## Models with POJ Dataset

---

### Setup

#### ~> Installing Libraries

In [1]:
!pip3 install -q seaborn
!pip3 install -q sklearn
!pip3 install -q keras

#### ~> Imports of the project

In [2]:
from models import model_knn, model_MLP, model_SGD, model_regRegression, model_svm, model_rf
from sklearn.model_selection import train_test_split
import pandas as pd
import numpy as np
import warnings

warnings.filterwarnings('ignore')

#### ~> Loading the Datasets

In [None]:
# Without obfuscation
df = pd.read_csv("./../../../features/POJ/poj_features_O0.csv", skipinitialspace=True)

# Optimizations
df_O3 = pd.read_csv("./../../../features/POJ/poj_features_O3.csv", skipinitialspace=True)

# OLLVM
df_ollvm = pd.read_csv("./../../../features/POJ/poj_features_ollvm.csv", skipinitialspace=True)
df_ollvm_O3 = pd.read_csv("./../../../features/POJ/poj_features_ollvm_O3.csv", skipinitialspace=True)

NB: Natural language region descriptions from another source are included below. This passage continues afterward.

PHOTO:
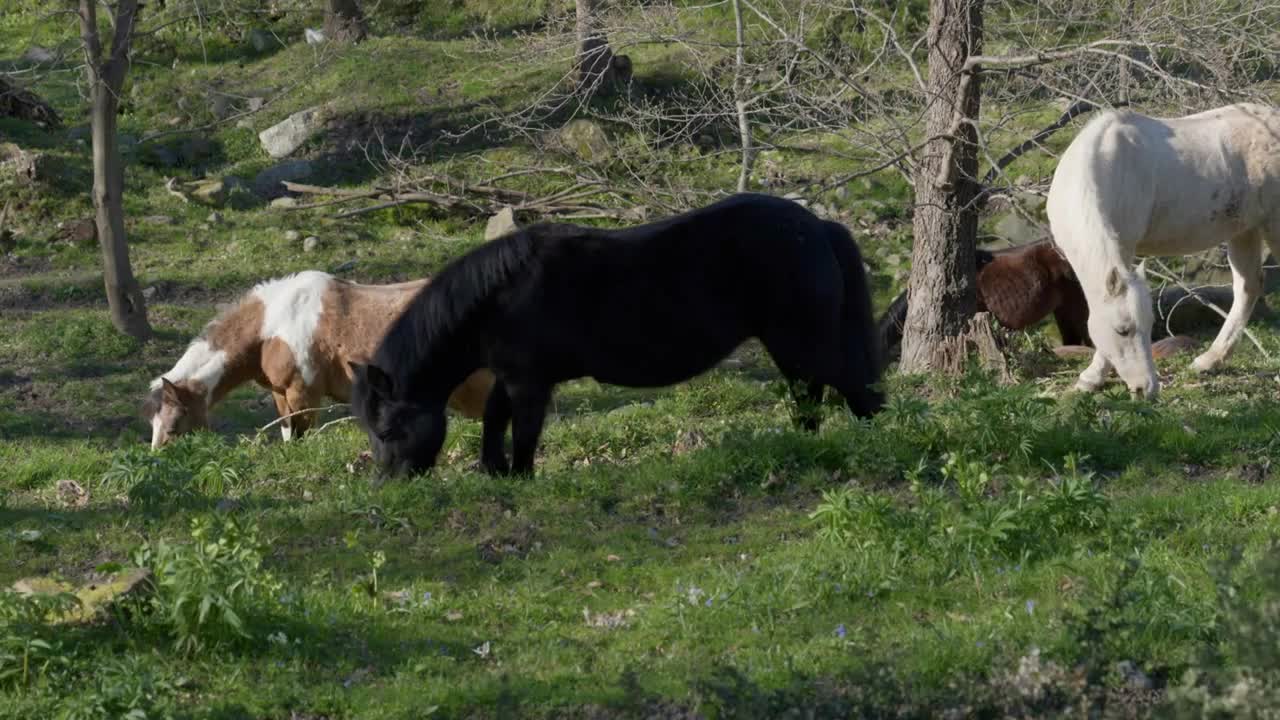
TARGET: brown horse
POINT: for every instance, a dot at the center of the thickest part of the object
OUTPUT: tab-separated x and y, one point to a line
1020	286
295	336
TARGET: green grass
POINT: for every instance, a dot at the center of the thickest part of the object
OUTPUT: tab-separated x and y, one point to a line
961	528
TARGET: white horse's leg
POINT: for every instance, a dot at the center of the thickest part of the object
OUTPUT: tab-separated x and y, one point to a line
1092	378
1244	253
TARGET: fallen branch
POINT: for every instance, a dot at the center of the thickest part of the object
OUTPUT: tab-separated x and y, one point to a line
475	200
283	418
1168	276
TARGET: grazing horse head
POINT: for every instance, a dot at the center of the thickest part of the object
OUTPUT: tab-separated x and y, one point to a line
1120	320
174	409
403	433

#### ~> Split the datasets into a training and test set

In [None]:
# Without obfuscation
train, test = train_test_split(df, test_size=0.2)

# Optimizations
train_O3, test_O3 = train_test_split(df_O3, test_size=0.2)

# OLLVM
train_ollvm, test_ollvm = train_test_split(df_ollvm, test_size=0.2)
train_ollvm_O3, test_ollvm_O3 = train_test_split(df_ollvm_O3, test_size=0.2)

### Case of Studies

#### ~> Combination

In [None]:
# Training and testing database without obfuscation
x_train, y_train = train.iloc[:,1:-1].to_numpy(), train.iloc[:,-1].to_numpy()
x_test, y_test = test.iloc[:,1:-1].to_numpy(), test.iloc[:,-1].to_numpy()  

# Training and testing database with O3
x_train_O3, y_train_O3 = train_O3.iloc[:,1:-1].to_numpy(), train_O3.iloc[:,-1].to_numpy()
x_test_O3, y_test_O3 = test_O3.iloc[:,1:-1].to_numpy(), test_O3.iloc[:,-1].to_numpy() 

# Training and testing database with ollvm (fla+sub+bcf)
x_train_ollvm, y_train_ollvm = train_ollvm.iloc[:,1:-1].to_numpy(), train_ollvm.iloc[:,-1].to_numpy()
x_test_ollvm, y_test_ollvm = test_ollvm.iloc[:,1:-1].to_numpy(), test_ollvm.iloc[:,-1].to_numpy()

size = len(x_train)

**Combination (33% no obfuscation, 33% O3, 33% OLLVM)**

In [None]:
# comb (33% no obfuscation, 33% O3, 33% OLLVM)
x_train_comb = np.concatenate((x_train[0:int(size/3),:],x_train_O3[0:int(size/3),:]))
x_train_comb = np.concatenate((x_train_comb, x_train_ollvm[0:int(size/3),:]))

y_train_comb = np.concatenate((y_train[0:int(size/3)],y_train_O3[0:int(size/3)]))
y_train_comb = np.concatenate((y_train_comb, y_train_ollvm[0:int(size/3)]))

Testing with no obfuscation programs

In [None]:
print("model, accuracy, precision, recall, fscore, time (s)")
# KNN
model_knn(x_train_comb, y_train_comb, x_test, y_test)
# Random Forest
model_rf(x_train_comb, y_train_comb, x_test, y_test)
# SVM
model_svm(x_train_comb, y_train_comb, x_test, y_test)
# Stochastic Gradient Descent
model_SGD(x_train_comb, y_train_comb, x_test, y_test)
# Multi-layer Perceptron
model_MLP(x_train_comb, y_train_comb, x_test, y_test)
# Regressão Logística
model_regRegression(x_train_comb, y_train_comb, x_test, y_test)

Testing with O3 program

In [None]:
print("model, accuracy, precision, recall, fscore, time (s)")
# KNN
model_knn(x_train_comb, y_train_comb, x_test_O3, y_test_O3)
# Random Forest
model_rf(x_train_comb, y_train_comb, x_test_O3, y_test_O3)
# SVM
model_svm(x_train_comb, y_train_comb, x_test_O3, y_test_O3)
# Stochastic Gradient Descent
model_SGD(x_train_comb, y_train_comb, x_test_O3, y_test_O3)
# Multi-layer Perceptron
model_MLP(x_train_comb, y_train_comb, x_test_O3, y_test_O3)
# Regressão Logística
model_regRegression(x_train_comb, y_train_comb, x_test_O3, y_test_O3)

Testing with OLLVM programs

In [None]:
print("model, accuracy, precision, recall, fscore, time (s)")
# KNN
model_knn(x_train_comb, y_train_comb, x_test_ollvm, y_test_ollvm)
# Random Forest
model_rf(x_train_comb, y_train_comb, x_test_ollvm, y_test_ollvm)
# SVM
model_svm(x_train_comb, y_train_comb, x_test_ollvm, y_test_ollvm)
# Stochastic Gradient Descent
model_SGD(x_train_comb, y_train_comb, x_test_ollvm, y_test_ollvm)
# Multi-layer Perceptron
model_MLP(x_train_comb, y_train_comb, x_test_ollvm, y_test_ollvm)
# Regressão Logística
model_regRegression(x_train_comb, y_train_comb, x_test_ollvm, y_test_ollvm)